Session Submission Summary
Share...

Direct link:

Contemporary German Jewish Literature and Culture

Tue, December 18, 12:45 to 2:15pm, Seaport Hotel & World Trade Center, Beacon Hill 2 & 3

Session Submission Type: Lightning Session

Abstract

German Jewish Studies as a field has been defined to a considerable degree by the study of thinkers and writers in the first half of the 20th century, the situation and influence of Jews in medieval Germany, and, to a lesser degree, by work on the towering figures of the emerging German Jewish cultural elite from the Enlightenment through the 19th century and the schools and movements they founded.

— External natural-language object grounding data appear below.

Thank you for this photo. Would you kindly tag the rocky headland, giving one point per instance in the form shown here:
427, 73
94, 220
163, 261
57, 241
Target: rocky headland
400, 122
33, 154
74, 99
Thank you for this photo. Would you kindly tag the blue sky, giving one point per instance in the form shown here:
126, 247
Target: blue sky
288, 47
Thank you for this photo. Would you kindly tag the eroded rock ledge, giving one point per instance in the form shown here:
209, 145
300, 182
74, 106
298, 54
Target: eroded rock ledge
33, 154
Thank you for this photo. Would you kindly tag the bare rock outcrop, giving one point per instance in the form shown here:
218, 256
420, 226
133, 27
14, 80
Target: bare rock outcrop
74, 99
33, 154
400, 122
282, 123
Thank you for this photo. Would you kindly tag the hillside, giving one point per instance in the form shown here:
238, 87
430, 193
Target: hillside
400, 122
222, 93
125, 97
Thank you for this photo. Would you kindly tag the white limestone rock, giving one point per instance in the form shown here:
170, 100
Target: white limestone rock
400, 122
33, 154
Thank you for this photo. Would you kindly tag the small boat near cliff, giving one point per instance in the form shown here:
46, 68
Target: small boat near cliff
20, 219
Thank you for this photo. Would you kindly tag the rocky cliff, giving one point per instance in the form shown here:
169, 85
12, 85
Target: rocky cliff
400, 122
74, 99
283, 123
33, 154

Much less attention has been paid to what has emerged since the end of the Cold War as a new era of German Jewish literature and culture. The panel hopes to spark a discussion on these recent developments. Although the panel topic is broad, the proposed short papers portend a remarkable cohesiveness in the way they understand and conceptualize these new German Jewish generation’s productions. The papers emphasize, and scrutinize, the minority status and the cosmopolitan orientation that is often considered characteristic of contemporary German Jewish writing or other forms of media presence. They look at the role multidirectional memory plays, and they probe the recurring themes of the complex and complicated relationships to Judaism and Israel on the one hand and Germany’s or Austria’s changing sociocultural environment on the other.

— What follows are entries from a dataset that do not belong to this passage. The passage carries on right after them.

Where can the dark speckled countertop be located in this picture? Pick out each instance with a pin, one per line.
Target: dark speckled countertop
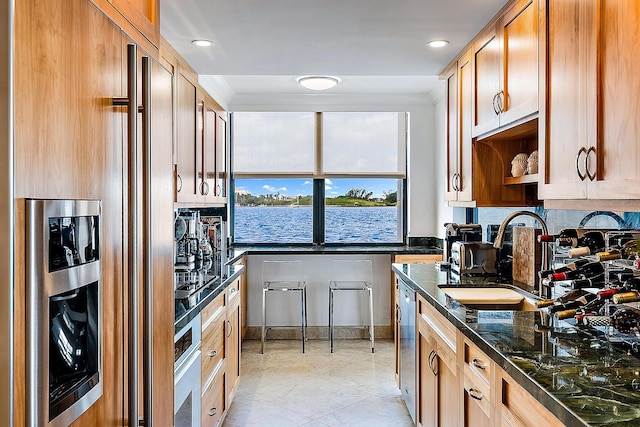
(576, 373)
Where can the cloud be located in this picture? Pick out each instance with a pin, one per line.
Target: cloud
(273, 189)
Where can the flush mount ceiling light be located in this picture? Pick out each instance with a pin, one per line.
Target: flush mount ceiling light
(318, 82)
(202, 42)
(438, 43)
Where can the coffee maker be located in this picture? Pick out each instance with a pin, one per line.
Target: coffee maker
(460, 233)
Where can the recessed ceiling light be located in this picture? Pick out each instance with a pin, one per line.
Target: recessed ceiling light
(438, 43)
(202, 42)
(318, 82)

Stuart Taberner enquires into the various categorizations for this kind of writing and suggests that we ought to understand contemporary German Jewish writing as a new kind of world literature. Agnes Mueller examines Israel as a site of projection in recent German Jewish literature and asks how traumas of the past become embedded in the narratives presented in this writing. She ends by pointing to notions of cosmopolitan and multidirectional memory. Sebastian Wogenstein discusses how multidirectional memory creates ripple effects in this writing that break open binary models of culture and create new forms of solidarity across ethnic and religious boundaries. Elizabeth Loentz shows how counterfactual narratives serve as ways to reflect on the meaning of the past for the present and the emancipatory power of the imagination. Maria Roca Lizarazu focuses on tropes of confrontational, provocative or rebellious Jewishness which shape the public perception and (self-)image of many contemporary German Jewish writers and investigates the role of gender and strategic reference to “being minor” in this context.